The other simd op check tests just use Exprs and some dummy calls to functions that get subbed out with per-test-case local imageparams, so there's no shared mutable IR. This test defines Funcs that are used by multiple test cases. It's the sharing of those Funcs that caused the problem.
Though now that you say that, I guess we should move the deep copying code I added into the base class so that this isn't an issue elsewhere later.
Is this ready to land? Are there remaining issues? Should I run a global presubmit inside Google first?
It should be ready to land, pending validation that it does not break anything in existing ARM support, so please run a global presubmit. We can discuss testing correctness one to one. My first attempt to test this under QEMU failed completely because FreeBSD on QEMU on Mac OS (M3) is an exercise in disk corruption.
Looks to be clean inside Google, are we ready to land?
I still need to benchmark it on our workloads.
On average it makes no difference to our neon workloads, though neon codegen definitely changed in a bunch of places.
I did find one minor inefficiency while eyeballing things, which uncovered an inefficiency in main. Consider this pipeline:
#include "Halide.h"
using namespace Halide;
int main() {
Func f, g;
Var x;
f(x) = x / 17.0f;
f.compute_root();
g(x) = {cast<int>(ceil(f(x))), cast<int>(floor(f(x)))};
g.vectorize(x, 4);
g.compile_to_assembly("/dev/stdout", {}, "", Target{"arm-64-linux-no_asserts-no_runtime-no_bounds_query"});
return 0;
}
On both main and the branch this generates the inner loop:
ldr q0, [x9], #16
subs x8, x8, #1
frintp v1.4s, v0.4s
frintm v0.4s, v0.4s
fcvtzs v1.4s, v1.4s
fcvtzs v0.4s, v0.4s
str q1, [x10], #16
str q0, [x11], #16
It rounds up and rounds down as a float, then converts to an int. It should instead be using a different rounding mode on the int conversions and just using fcvtms and fcvtps
If you remove the .vectorize call then on main we get:
ldr s0, [x8], #4
subs x19, x19, #1
fcvtps w9, s0
fcvtms w10, s0
str w9, [x20], #4
str w10, [x21], #4
and on the branch we get:
ldr s0, [x8], #4
subs x19, x19, #1
frintp s1, s0
frintm s0, s0
fcvtzs v1.2s, v1.2s
fcvtzs v0.2s, v0.2s
st1 { v1.s }[0], [x20], #4
st1 { v0.s }[0], [x21], #4
It looks like the branch goes down the vector path even in the scalar case, and hits the issue we already have with vector floor/ceil.

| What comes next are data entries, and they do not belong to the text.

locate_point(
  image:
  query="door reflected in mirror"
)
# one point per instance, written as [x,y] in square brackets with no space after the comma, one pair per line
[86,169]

For the vector case, it looks like the llvm IR is:
%22 = tail call <4 x float> @llvm.floor.v4f32(<4 x float> %18)
%23 = fptosi <4 x float> %22 to <4 x i32>
but we should instead be calling the intrinsic llvm.aarch64.neon.fcvtms.v4i32.v4f32
I'll open a PR onto this branch
Oops, looks like I broke something. Will fix.
Can't seem to repro locally, and in the llvm commit log there have been reverts of aarch64 stuff. I'll just do a merge with main and see what happens.